Ángeles con VIH

El año pasado en Myitkyina, Birmania, conocí a un Lázaro, un joven con SIDA, que fue echado de su casa y abandonado por todos, y que vivía en una pequeña cabaña cercana. Nadie hablaba con él. Nadie lo visitaba. Su hermano le dejaba un plato de comida al día pero sin decirle nada.

Cuando lo vi, no pude pensar más que en Lázaro ante la puerta, la aguda parábola que que Jesús les dijo a los Fariseos en el evangelio de San Lucas (Lc. 16, 20). Habló de un hombre pobre acostado a la puerta de un hombre rico, cubierto con llagas que los perros lamían.

Supe que su nombre era Du Hkawng. Era un hombre de estatura baja alrededor de los treinta años, soltero y perteneciente a una familia bien acomodada. Estuvo tomando medicamentos por un tiempo pero decidió hacerlo sin ayuda de ellos y poco a poco su sistema inmune se vino abajo. Incapaz de caminar o ponerse de pie, permanece acostado día con día sobre una pieza de lona, sucio, incontinente, oliendo mal. Fue en este miserable estado en que lo encontré, a este pobre Lázaro de los tiempos modernos.

Traté de hablar con su familia, que es católica, pero fue inútil. Su anciana madre, su tío, sus cuñados, ninguno quería tener nada que ver con él. El miedo al VIH era parte de ellos y temían contraerlo. Su hijo, su hermano, era una persona sin importancia en la familia y nada les haría cambiar de parecer.

Tenemos casi 70 personas, jóvenes y ancianos con VIH en nuestro Centro de Esperanza, el hogar que edificamos dos años atrás. Pude haberlo llevado hasta ahí pero se encontraba muy débil. Así que, con ayuda de Lucy, la maravillosa mujer que trabaja conmigo, lo bañamos, lo arropamos y le proporcionamos bebida nutritiva. Su cuerpo demacrado se veía terrible y lo más que pudimos hacer es que se sintiera cómodo; este hombre, que al igual que Cristo mismo, fue olvidado por todos.

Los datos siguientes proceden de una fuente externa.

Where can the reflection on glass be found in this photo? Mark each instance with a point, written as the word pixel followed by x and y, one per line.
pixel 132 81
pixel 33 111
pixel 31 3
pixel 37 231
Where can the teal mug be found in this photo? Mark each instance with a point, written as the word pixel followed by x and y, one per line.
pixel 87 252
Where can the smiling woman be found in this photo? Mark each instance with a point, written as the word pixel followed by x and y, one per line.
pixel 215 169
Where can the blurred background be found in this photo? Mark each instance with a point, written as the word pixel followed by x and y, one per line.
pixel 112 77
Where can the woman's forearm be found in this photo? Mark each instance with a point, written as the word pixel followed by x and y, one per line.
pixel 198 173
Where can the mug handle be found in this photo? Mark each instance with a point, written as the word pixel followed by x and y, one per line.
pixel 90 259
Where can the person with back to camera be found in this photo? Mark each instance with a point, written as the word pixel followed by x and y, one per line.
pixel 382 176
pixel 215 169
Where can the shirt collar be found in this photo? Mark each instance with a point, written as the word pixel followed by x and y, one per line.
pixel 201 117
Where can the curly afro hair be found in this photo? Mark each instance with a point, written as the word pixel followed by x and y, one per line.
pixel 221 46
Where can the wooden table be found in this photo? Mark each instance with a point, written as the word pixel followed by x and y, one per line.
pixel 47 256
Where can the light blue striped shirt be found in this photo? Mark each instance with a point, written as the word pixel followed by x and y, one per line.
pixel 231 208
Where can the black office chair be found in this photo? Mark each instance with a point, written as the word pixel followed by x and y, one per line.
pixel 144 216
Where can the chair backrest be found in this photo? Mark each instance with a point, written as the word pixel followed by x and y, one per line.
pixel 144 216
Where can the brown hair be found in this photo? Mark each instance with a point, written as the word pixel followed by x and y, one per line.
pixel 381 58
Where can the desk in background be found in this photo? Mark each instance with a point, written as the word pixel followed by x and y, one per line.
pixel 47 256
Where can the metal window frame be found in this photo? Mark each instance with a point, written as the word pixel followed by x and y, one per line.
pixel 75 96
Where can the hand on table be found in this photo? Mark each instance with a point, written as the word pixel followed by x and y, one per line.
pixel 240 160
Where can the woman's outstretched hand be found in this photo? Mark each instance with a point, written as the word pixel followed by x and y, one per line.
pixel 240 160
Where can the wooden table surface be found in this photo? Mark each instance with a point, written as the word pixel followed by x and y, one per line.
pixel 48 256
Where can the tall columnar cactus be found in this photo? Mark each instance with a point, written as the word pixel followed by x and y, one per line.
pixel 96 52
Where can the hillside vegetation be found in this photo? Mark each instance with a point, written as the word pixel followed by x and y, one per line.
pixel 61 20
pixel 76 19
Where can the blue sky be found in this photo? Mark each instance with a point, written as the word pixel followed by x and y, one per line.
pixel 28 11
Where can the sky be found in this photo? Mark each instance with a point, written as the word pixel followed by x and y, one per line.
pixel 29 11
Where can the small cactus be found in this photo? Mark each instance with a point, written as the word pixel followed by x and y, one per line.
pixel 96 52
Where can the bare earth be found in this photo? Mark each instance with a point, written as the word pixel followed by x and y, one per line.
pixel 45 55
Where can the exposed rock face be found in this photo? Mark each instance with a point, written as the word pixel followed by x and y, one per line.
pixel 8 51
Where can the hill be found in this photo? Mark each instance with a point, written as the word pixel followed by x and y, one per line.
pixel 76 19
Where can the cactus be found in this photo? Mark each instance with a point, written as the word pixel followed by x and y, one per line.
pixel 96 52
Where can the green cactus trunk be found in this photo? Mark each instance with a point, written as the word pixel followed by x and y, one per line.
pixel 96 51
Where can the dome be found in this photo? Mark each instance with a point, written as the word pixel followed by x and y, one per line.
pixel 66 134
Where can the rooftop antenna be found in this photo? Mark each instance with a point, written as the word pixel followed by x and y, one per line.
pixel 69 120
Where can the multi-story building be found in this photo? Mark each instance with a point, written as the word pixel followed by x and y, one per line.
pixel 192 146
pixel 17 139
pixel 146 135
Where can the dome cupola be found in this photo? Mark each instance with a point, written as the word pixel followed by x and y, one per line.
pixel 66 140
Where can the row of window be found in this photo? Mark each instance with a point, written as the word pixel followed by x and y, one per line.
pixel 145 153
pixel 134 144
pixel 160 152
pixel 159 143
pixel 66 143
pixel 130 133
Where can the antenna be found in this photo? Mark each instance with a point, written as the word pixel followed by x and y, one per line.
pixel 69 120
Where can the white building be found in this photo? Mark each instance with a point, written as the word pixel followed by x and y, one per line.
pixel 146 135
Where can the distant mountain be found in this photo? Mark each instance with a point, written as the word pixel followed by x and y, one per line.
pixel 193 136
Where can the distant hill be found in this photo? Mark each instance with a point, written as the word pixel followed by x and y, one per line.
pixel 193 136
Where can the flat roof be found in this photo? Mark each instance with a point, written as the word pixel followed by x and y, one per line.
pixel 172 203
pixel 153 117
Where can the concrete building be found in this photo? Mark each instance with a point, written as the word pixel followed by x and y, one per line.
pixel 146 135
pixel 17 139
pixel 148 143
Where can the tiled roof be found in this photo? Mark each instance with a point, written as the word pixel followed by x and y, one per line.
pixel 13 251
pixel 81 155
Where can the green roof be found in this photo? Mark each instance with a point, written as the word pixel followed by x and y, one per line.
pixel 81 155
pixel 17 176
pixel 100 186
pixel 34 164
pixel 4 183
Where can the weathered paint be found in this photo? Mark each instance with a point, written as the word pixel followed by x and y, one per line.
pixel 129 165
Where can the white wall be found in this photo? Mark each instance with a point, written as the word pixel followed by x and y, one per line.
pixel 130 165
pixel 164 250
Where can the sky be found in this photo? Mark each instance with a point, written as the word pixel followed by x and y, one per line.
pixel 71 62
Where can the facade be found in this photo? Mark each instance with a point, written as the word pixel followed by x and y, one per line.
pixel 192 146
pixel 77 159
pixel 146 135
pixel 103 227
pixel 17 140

Al regresar al Centro de Esperanza, les conté a algunos de los residentes acerca de Du Hkawng. Ellos sabían lo que significaba ser aislado; también  sintieron el dolor de ser rechazados en la sociedad; de sufrir el estigma de ser portadores del SIDA. Pero ahora, gracias a los medicamentos y al buen cuidado se encontraban de pie y caminando. Esa noche, algunos de los hombres vinieron a verme y me dijeron, "Hermana, si usted puede llevarnos visitaremos a Du Hkawng y cuidaremos de él." Y a partir de ahí, cada día iban dos de ellos a asear y alimentar a Du Hkawng con alimentos fáciles de digerir. Le hablaban y le cantaban. Los días que yo no podía asistir ellos lo hacían por sí mismos. Me conmovió profundamente su amor y bondad. Desde su propia pobreza dieron todo de sí mismos, ministrando al "menor de los hermanos".

DU Hkwang murió poco tiempo después en su choza. Jamás pronunció palabra alguna en las semanas que lo conocimos. Estoy segura que, al igual que Lázaro, fue llevado por los ángeles hacia el seno de Abraham (Lc. 16, 22). Creo que en estas últimas semanas, conoció ángeles en forma de hombres quienes lo cuidaron y lo hicieron sentirse como un hermano. En mi corazón los llamé "ángeles" y le agradecí a Dios por la bendición que ellos fueron, no sólo para Du Hkawng, sino para todos nosotros.